CITY LIMITS by Megan Kimble is an excellent exploration of “Infrastructure, Inequality, and the Future of America's Highways.” Kimble, an investigative journalist and former executive editor at The Texas Observer, employs numerous relevant examples (e.g., I-35 in Austin, I-45 near Houston), and writes knowledgeably about this topic and its complexity.  One of her key points concerns the progress that was promised with highway development sixty or more years ago. Instead, she points to how neighborhoods were separated or demolished and how highways themselves paradoxically led to longer commutes and more and more traffic. One case study that Kimble profiles is replacing the Inner Loop in Rochester, New York; she writes about community organizations, more parks and promises of revitalization. The epilogue, too, is a hopeful one, full of comments about the foresight of those who led the development of the mixed-income, mixed-use area that until 1999 was Austin’s Robert Mueller Municipal Airport. Kimble herself lives there now on “a street full of elementary school teachers and hospital nurses and social workers.” She is unwavering in her quest to encourage readers and planners to envision a different future that is less car-centric with fewer highways. Extensive notes comprise over twenty percent of this text. CITY LIMITS received a starred review from Publishers Weekly.

Thursday, March 21, 2024

On the Move by Abrahm Lustgarten

ON THE MOVE by Abrahm Lustgarten is subtitled “The Overheating Earth and the Uprooting of America.” Lustgarten, an investigative journalist for ProPublica, points to several main factors that have already begun to impact movement in the USA: wildfires; flooding (especially in coastal regions); extreme heat or humidity; and droughts.

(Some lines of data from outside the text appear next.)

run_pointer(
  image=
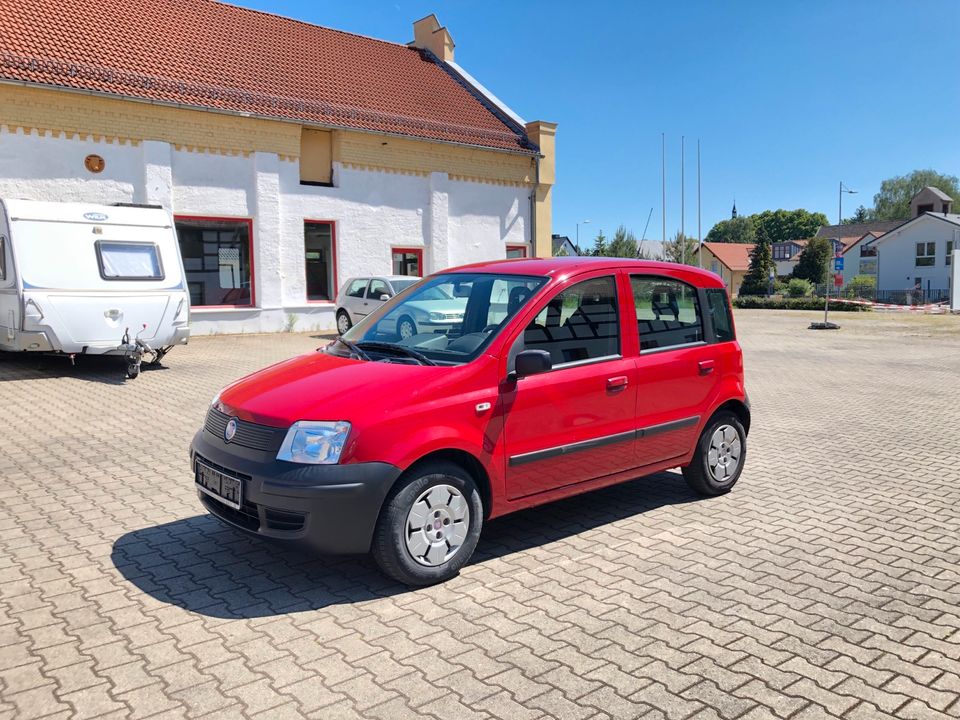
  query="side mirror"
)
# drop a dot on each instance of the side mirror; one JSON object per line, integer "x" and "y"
{"x": 532, "y": 362}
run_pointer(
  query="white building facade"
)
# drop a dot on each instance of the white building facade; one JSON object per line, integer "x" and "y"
{"x": 273, "y": 212}
{"x": 917, "y": 257}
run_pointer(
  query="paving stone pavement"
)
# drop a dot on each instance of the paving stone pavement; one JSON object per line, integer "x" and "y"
{"x": 827, "y": 584}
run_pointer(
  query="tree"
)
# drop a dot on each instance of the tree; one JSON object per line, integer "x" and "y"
{"x": 755, "y": 282}
{"x": 600, "y": 245}
{"x": 738, "y": 229}
{"x": 681, "y": 249}
{"x": 814, "y": 261}
{"x": 861, "y": 215}
{"x": 893, "y": 200}
{"x": 783, "y": 225}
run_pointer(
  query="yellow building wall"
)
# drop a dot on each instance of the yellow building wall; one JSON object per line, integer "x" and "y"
{"x": 103, "y": 118}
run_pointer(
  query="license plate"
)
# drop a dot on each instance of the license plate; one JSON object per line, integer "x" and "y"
{"x": 214, "y": 483}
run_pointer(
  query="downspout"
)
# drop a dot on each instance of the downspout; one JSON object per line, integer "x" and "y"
{"x": 533, "y": 206}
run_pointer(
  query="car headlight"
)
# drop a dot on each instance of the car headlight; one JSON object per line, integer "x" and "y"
{"x": 314, "y": 443}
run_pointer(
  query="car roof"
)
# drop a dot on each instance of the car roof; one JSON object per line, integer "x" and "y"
{"x": 558, "y": 267}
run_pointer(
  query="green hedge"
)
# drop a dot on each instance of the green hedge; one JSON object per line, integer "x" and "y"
{"x": 811, "y": 303}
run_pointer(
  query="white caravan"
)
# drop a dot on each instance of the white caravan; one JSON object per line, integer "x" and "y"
{"x": 91, "y": 279}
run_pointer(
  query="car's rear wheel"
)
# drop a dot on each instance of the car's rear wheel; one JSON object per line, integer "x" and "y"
{"x": 721, "y": 452}
{"x": 343, "y": 321}
{"x": 429, "y": 525}
{"x": 406, "y": 327}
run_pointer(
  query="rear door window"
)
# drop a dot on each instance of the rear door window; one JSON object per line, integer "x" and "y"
{"x": 668, "y": 312}
{"x": 129, "y": 260}
{"x": 356, "y": 288}
{"x": 578, "y": 324}
{"x": 719, "y": 306}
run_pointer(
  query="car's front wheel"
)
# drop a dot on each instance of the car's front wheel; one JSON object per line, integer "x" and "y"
{"x": 343, "y": 321}
{"x": 429, "y": 525}
{"x": 721, "y": 452}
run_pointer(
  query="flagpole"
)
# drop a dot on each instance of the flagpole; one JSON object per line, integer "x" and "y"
{"x": 683, "y": 237}
{"x": 699, "y": 240}
{"x": 663, "y": 185}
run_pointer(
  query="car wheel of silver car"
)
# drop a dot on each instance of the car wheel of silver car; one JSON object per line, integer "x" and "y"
{"x": 721, "y": 452}
{"x": 429, "y": 525}
{"x": 406, "y": 327}
{"x": 343, "y": 321}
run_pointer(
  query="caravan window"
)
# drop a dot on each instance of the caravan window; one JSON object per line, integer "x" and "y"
{"x": 129, "y": 260}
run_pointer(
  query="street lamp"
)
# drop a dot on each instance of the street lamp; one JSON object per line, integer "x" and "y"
{"x": 839, "y": 248}
{"x": 582, "y": 222}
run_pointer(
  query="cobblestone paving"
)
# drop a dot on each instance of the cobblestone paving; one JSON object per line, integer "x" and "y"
{"x": 825, "y": 585}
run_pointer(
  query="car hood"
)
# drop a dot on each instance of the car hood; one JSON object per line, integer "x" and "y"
{"x": 318, "y": 386}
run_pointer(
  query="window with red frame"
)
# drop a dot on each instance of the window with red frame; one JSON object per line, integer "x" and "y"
{"x": 408, "y": 261}
{"x": 320, "y": 260}
{"x": 216, "y": 257}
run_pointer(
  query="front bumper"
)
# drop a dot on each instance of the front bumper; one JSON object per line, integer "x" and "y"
{"x": 329, "y": 508}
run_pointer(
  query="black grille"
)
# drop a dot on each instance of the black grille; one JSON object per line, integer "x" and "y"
{"x": 249, "y": 435}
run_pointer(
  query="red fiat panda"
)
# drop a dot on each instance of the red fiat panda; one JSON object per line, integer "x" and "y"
{"x": 543, "y": 378}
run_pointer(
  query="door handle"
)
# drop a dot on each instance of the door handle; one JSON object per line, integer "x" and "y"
{"x": 616, "y": 383}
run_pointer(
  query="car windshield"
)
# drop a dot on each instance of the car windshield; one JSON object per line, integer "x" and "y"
{"x": 447, "y": 318}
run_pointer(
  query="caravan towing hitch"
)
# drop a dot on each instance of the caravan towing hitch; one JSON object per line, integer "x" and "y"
{"x": 133, "y": 352}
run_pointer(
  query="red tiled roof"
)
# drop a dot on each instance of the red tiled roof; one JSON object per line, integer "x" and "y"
{"x": 211, "y": 55}
{"x": 735, "y": 256}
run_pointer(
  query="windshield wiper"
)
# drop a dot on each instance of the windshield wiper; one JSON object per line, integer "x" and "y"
{"x": 403, "y": 349}
{"x": 352, "y": 347}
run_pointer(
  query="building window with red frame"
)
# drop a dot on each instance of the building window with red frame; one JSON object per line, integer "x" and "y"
{"x": 217, "y": 260}
{"x": 320, "y": 259}
{"x": 408, "y": 261}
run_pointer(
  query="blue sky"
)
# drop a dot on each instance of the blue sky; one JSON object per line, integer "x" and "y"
{"x": 787, "y": 98}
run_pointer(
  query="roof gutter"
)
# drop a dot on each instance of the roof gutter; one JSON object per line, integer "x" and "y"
{"x": 526, "y": 152}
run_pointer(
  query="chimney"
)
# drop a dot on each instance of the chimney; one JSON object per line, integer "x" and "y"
{"x": 428, "y": 34}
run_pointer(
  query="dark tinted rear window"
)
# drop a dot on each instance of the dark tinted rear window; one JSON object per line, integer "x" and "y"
{"x": 719, "y": 307}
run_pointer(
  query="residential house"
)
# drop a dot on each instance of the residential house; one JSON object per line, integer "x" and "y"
{"x": 786, "y": 254}
{"x": 292, "y": 156}
{"x": 914, "y": 261}
{"x": 728, "y": 260}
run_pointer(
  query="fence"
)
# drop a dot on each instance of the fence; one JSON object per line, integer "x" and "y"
{"x": 920, "y": 296}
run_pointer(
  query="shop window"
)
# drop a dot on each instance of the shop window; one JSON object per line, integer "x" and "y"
{"x": 316, "y": 157}
{"x": 217, "y": 257}
{"x": 320, "y": 260}
{"x": 408, "y": 261}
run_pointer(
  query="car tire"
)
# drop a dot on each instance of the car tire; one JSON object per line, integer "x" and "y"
{"x": 343, "y": 321}
{"x": 436, "y": 497}
{"x": 406, "y": 321}
{"x": 719, "y": 457}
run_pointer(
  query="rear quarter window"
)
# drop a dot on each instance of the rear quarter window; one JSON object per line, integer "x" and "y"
{"x": 719, "y": 308}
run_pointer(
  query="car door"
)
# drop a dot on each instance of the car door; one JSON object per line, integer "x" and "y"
{"x": 676, "y": 372}
{"x": 355, "y": 298}
{"x": 575, "y": 422}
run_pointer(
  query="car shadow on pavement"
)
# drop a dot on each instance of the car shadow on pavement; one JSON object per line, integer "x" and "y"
{"x": 107, "y": 369}
{"x": 201, "y": 565}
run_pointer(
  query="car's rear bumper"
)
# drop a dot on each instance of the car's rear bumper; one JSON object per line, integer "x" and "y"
{"x": 329, "y": 508}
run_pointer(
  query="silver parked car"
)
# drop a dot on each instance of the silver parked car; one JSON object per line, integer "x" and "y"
{"x": 437, "y": 309}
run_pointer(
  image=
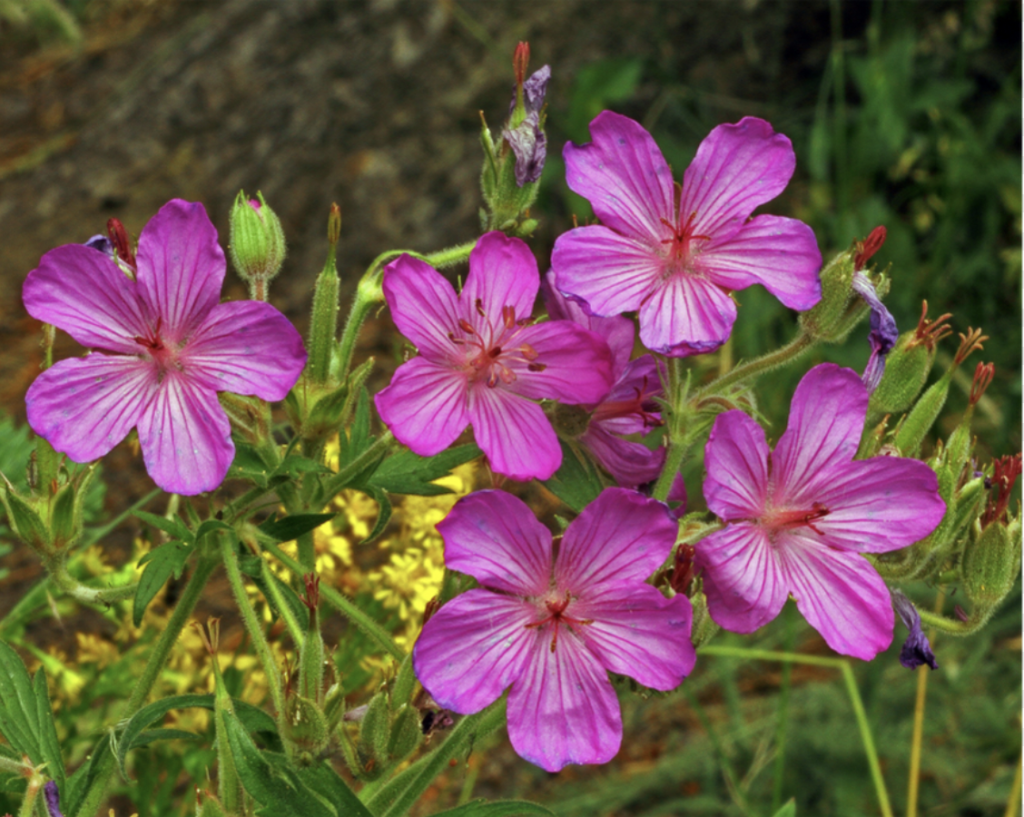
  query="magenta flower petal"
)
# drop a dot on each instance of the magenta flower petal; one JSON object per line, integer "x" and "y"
{"x": 779, "y": 253}
{"x": 502, "y": 273}
{"x": 475, "y": 646}
{"x": 514, "y": 433}
{"x": 247, "y": 347}
{"x": 84, "y": 406}
{"x": 644, "y": 636}
{"x": 742, "y": 577}
{"x": 563, "y": 708}
{"x": 623, "y": 174}
{"x": 423, "y": 303}
{"x": 881, "y": 505}
{"x": 736, "y": 459}
{"x": 577, "y": 363}
{"x": 621, "y": 538}
{"x": 736, "y": 168}
{"x": 825, "y": 423}
{"x": 180, "y": 267}
{"x": 841, "y": 595}
{"x": 631, "y": 464}
{"x": 495, "y": 538}
{"x": 689, "y": 308}
{"x": 612, "y": 273}
{"x": 84, "y": 293}
{"x": 185, "y": 437}
{"x": 425, "y": 405}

He vividly cites research such as: “Scientists estimate that as many as one in three people on the planet will find the places they live unmanageably hot or dry by 2070.” In the USA alone, he notes that five million climate migrants “could translate to a shift of fifty million additional people by the end of the century.” His perspective – that our lack of preparation for climate change will intensify differences between rich and poor – is supported by his extensive and disturbing research. For example, he notes that “a study published in 2021 in the journal Cities examining the resilience policies of the 101 largest U.S. cities found that 31 of them had no policies whatsoever, and that only 33 had conducted any sort of evaluation of their climate vulnerability.” Lustgarten argues that even when change is attempted (as described in Atlanta or New Orleans), it often results in waves of gentrification, further separating communities. He goes so far as to say that “Climate change, however, is about to make the differences between winners and losers so extreme that they will threaten the underpinnings of the American economy and security.” Is it any wonder that we see declines in the happiness scale, especially for younger Americans? Lustgarten attempts to balance this by including a more uplifting section involving a discussion with an urban planner in Detroit who “recognizes that people are often prejudiced against refugees…. [and asks] what's a narrative that might galvanize people to see opportunity in welcoming outsiders?” Much to consider and to investigate further; ON THE MOVE contains multiple pages of notes and bibliographic references, plus an index. Other recent texts on this high interest topic of climate migration include Jack Bittle’s The Great Displacement and Nomad Century by Gaia Vince.